Extraordinary Rendition

Hakim Hazik

 

After prolonged dialogue and several All Parties Conferences, including the Tea Party, the Monster Raving Loony Party and Maulana Tahir ul Qadri, a compromise was reached under the chairmanship of Mian Mohammad Aslam Kirla, the national icon and the veteran of several memorable election campaigns.

 

It was decided that a one to one meeting be held between the undisputed leader of the Ummah, Hakeemullah Mahsood, may Allah protect him from dengue and Imran Khan, the erstwhile winner of the Ghazwa e Hind and a Bollywood heart throb. 

 

The two leaders met over a cup of freshly brewed green tea, (Lipton Ltd, official sponsors of the Ghazwa e Hind) in a reinforced cave in Miran Shah, (invisible from outer space and visible only to the sadiq and the amin who have never urinated standing up.)

 

Unfortunately, Syed Munawwar Hasan could not attend, as he had prior commitments with Women’s Action Forum, attending a workshop on the redeeming features of the stoning to death of the rape victims, to protect the integrity of the Ummah and to promote the freedom of women. 

 

There were some teething problems, as the plenipotentiary, Mrs Shirin Mazari, the erstwhile GHQ heart throb, was denied entry into the negotiations, mainly because of her beard. It was felt that it did not conform to the standards of piety set by sharia. This minor hiccup was easily overcome after the intervention of the Saudi Ambassador and Russel Brand who gave personal guarantees on behalf of the the Saudi Government and Jemima Khan respectively. (May Allah increase her Twitter followers). 

 

Both leaders agreed that the time has come to end this war which is not our war and has been imposed on us by George W Bush and  Aqeel Karim Dheddy. They decided that the Army will withdraw from FATA and concentrate on the developing an international brand of corn flakes and participate with its highly regarded band in the forthcoming marriage of Salman Khan and Lulia Vantur. 

 

The TTP, on the other hand promised to end violence against barbers and primary school teachers and concentrate on developing financial services so that the jizya can be collected through internet banking and contract killing can be made available to the ordinary citizens on dialing a free phone number; thus bringing the neglected frontier region at par with the rest of the country. 

 

The infamous FCR from the times of the foreign occupiers would be abolished and in its place the Nizam e Adl regulation, developed by the eminent jurist, Mullah Fazlullah would be implemented. Mullah Fazlullah communicated directly with the two leaders from Kunar Province where he is currently on holiday.
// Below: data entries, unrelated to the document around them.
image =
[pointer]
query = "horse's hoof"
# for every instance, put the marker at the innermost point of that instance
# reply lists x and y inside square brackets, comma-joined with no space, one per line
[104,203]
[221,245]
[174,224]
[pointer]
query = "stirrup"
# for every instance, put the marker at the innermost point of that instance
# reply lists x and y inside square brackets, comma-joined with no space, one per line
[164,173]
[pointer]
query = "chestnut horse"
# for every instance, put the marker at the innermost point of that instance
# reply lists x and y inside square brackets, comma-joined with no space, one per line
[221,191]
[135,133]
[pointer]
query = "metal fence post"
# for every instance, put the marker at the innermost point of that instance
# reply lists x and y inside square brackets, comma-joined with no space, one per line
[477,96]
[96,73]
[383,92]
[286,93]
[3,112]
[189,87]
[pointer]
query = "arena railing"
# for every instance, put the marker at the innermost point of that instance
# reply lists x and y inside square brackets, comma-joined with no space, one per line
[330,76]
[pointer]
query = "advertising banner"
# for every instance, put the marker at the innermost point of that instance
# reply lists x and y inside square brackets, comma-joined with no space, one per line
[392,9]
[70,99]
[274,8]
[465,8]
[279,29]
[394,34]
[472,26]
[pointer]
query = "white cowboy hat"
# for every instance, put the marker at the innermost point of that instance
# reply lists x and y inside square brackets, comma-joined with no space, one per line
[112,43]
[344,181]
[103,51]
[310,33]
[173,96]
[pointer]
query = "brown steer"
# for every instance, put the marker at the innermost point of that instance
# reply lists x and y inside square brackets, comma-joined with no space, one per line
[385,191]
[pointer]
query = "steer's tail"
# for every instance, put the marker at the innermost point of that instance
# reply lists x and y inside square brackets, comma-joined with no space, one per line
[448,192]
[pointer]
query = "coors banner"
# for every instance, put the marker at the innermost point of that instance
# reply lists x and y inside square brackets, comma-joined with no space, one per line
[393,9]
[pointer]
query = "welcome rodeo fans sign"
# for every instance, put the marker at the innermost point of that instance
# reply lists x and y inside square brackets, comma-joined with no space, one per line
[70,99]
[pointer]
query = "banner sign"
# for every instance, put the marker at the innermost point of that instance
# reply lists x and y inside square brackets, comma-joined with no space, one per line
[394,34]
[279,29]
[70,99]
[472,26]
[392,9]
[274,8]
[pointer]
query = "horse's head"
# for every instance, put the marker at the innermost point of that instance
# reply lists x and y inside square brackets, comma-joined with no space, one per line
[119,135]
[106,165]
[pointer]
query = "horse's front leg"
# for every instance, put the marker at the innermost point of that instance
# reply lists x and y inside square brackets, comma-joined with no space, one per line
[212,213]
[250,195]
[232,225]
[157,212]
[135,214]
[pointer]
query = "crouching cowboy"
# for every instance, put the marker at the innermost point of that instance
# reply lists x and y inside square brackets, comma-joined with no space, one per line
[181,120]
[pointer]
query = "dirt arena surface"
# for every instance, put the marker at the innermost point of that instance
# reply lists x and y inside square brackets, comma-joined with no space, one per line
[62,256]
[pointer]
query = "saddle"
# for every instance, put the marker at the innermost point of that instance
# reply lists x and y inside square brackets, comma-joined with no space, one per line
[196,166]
The leaders spoke on a secure link via Warid Telecom. (Very attractive offer on the all-night package.)

 

There was consensus that main threat to the nation is from the law and order situation in Karachi which the financial hub of the Ummah, and provides one half of the GDP of Al-Qaida. Once we have all the stock brokers and the election commission beheaded, peace will return to the region. 

 

The delegates were served the highest quality canabis Khurasan has to offer, as they issued the press statement.